ISI Chinese-English Automatically Extracted Parallel
Corpus
This distribution contains a corpus of Chinese-English parallel sentences,
which were extracted automatically from two monolingual corpora: Chinese Gigaword 2 (LDC catalog number LDC2006T02) and English Gigaword 2 (LDC catalog number LDC2005T12). The data was extracted from news articles
published by the Xinhua News agency and was obtained
using the automatic parallel sentence identification method described in the
following publication:
Dragos Stefan Munteanu, Daniel Marcu, 2005. Improving
Machine Translation Performance by Exploiting Non-parallel Corpora,
Computational Linguistics, 31(4):477-504 (a preliminary version can be found at
http://www.isi.edu/~dragos/Docs/MunteanuMarcu_CL_2005.pdf, and the final
version at http://portal.acm.org/citation.cfm?id=1110825.1110828)
The corpus contains 558,567 sentence pairs; the word count on the English side
is approximately 16M words.
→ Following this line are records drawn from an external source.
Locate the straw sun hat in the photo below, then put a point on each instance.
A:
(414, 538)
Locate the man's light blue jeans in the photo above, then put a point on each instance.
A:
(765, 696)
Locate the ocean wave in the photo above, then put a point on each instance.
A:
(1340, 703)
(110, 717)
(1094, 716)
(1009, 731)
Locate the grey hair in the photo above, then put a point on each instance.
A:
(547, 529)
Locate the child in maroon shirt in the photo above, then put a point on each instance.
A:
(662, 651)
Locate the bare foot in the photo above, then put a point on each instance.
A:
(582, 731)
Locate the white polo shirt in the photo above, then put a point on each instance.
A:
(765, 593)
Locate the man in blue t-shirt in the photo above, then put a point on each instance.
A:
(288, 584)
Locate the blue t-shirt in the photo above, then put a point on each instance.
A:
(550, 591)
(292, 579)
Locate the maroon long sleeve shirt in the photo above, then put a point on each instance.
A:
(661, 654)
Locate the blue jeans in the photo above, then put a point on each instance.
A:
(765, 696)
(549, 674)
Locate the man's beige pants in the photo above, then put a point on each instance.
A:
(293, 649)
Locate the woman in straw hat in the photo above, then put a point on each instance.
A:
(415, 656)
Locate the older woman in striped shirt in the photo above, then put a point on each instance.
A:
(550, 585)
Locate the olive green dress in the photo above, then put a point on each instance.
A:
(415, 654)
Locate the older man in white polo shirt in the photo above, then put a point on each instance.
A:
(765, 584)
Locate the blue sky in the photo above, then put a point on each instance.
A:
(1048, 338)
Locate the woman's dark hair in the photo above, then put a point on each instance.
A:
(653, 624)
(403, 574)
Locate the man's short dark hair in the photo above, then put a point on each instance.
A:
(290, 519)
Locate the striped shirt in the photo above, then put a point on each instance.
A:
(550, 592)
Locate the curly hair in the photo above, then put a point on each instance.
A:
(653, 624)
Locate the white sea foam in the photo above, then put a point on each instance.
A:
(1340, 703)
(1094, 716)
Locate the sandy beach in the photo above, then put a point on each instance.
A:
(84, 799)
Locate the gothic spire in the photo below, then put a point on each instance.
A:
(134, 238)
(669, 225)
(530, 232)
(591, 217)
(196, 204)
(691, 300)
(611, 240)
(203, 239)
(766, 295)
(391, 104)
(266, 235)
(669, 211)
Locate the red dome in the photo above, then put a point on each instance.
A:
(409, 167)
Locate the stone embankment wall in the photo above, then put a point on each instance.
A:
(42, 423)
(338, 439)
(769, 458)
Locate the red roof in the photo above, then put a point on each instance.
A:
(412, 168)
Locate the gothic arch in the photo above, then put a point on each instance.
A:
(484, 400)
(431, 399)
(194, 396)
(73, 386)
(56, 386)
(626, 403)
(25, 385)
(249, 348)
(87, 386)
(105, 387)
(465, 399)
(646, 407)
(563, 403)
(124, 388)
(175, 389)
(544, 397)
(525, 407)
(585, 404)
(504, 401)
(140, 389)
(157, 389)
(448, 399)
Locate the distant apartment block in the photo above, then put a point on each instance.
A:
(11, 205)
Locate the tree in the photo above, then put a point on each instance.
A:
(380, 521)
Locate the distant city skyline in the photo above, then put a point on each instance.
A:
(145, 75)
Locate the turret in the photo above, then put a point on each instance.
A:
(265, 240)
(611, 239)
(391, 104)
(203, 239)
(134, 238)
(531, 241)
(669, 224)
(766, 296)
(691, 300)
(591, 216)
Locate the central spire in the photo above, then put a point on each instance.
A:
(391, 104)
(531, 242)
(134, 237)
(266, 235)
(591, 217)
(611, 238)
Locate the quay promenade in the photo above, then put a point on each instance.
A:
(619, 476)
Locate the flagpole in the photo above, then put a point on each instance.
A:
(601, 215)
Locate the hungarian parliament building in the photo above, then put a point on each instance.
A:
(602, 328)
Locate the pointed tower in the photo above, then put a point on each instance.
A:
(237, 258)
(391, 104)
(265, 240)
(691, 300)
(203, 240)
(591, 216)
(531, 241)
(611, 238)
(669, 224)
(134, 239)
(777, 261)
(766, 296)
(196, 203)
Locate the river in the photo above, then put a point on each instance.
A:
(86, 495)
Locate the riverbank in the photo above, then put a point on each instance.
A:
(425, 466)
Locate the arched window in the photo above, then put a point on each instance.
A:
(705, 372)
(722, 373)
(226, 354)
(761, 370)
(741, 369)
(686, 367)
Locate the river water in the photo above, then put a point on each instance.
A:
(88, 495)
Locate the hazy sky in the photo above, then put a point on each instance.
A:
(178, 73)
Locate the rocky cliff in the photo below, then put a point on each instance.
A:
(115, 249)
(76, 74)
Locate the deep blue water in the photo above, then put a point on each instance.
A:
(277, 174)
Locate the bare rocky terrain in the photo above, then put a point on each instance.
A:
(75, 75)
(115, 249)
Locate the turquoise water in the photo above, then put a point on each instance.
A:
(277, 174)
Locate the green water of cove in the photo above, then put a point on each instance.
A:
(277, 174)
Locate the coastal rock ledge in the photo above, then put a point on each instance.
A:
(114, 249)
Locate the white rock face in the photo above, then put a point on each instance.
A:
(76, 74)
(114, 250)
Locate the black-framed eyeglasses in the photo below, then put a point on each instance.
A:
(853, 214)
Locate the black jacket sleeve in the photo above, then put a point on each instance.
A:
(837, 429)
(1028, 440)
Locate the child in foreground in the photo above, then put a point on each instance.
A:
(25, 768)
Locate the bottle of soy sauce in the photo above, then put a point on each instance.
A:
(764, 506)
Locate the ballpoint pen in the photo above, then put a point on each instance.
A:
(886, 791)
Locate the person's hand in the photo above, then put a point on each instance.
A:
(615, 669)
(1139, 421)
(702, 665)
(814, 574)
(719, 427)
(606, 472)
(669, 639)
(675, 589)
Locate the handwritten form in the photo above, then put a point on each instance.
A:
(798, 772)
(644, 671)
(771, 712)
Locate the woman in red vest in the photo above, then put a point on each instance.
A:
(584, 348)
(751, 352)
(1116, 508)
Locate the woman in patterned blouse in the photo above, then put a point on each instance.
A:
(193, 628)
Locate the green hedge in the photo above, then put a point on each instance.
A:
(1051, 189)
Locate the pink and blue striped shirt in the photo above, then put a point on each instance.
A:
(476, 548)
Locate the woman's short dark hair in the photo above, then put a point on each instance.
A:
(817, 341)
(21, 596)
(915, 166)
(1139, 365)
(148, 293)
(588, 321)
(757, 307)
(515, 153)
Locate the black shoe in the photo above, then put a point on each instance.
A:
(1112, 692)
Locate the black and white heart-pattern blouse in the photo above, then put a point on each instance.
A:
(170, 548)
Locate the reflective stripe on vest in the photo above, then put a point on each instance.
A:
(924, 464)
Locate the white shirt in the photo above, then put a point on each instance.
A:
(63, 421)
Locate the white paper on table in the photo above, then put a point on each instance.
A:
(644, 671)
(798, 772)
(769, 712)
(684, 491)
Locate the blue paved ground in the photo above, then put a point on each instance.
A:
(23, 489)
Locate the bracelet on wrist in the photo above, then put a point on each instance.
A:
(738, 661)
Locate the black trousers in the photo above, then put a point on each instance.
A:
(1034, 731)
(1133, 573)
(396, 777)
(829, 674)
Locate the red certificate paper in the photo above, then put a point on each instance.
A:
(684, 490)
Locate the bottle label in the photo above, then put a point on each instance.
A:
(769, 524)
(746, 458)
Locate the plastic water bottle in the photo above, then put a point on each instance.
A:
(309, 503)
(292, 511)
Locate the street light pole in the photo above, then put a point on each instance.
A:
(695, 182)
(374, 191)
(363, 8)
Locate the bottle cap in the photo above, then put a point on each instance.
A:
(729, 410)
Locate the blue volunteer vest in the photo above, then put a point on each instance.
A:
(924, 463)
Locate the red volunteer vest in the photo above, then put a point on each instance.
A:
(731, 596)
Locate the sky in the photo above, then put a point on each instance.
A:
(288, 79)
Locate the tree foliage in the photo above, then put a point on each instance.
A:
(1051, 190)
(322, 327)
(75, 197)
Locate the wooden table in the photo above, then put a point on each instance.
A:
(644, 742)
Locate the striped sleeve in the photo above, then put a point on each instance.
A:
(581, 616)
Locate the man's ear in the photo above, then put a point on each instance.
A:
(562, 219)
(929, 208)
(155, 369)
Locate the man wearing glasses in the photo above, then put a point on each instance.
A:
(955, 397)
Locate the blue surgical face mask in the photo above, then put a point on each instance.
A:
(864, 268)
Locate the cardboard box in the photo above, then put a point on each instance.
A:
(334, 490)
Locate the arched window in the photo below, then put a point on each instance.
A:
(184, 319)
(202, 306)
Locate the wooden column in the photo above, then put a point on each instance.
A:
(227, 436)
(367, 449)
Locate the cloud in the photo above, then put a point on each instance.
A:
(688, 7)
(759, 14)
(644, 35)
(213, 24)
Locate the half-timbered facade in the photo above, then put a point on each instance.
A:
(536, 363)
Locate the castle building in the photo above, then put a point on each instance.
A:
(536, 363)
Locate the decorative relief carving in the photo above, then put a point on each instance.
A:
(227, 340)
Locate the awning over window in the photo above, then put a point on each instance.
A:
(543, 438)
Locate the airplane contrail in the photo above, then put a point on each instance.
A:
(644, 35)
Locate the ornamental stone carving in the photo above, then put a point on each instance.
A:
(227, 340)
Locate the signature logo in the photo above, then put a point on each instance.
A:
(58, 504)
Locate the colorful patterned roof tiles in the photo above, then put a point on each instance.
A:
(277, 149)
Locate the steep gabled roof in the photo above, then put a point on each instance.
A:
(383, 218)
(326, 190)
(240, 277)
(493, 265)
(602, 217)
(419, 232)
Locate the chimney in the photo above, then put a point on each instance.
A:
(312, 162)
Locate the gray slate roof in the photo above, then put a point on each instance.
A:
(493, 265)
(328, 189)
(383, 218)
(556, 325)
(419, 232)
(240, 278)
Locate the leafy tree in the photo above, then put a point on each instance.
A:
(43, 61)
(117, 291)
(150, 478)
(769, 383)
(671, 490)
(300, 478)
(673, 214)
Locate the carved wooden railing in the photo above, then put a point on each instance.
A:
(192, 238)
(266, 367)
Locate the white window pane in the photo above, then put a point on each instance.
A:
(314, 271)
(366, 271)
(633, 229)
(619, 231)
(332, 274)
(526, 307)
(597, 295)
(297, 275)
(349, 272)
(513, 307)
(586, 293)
The sentences in the parallel corpus preserve the
form and encoding of the texts in the original Gigaword
corpora.
For each sentence pair in the corpus we provide the names of the documents from
which the two sentences were extracted, as well as a confidence score (between
0.5 and 1.0), which is
indicative of their degree of parallelism. The parallel sentence
identification approach is designed to judge sentence pairs in isolation from
their contexts, and can therefore find parallel sentences within document pairs
which are not parallel. The fact that two documents share several parallel
sentences does not necessarily mean the documents are parallel.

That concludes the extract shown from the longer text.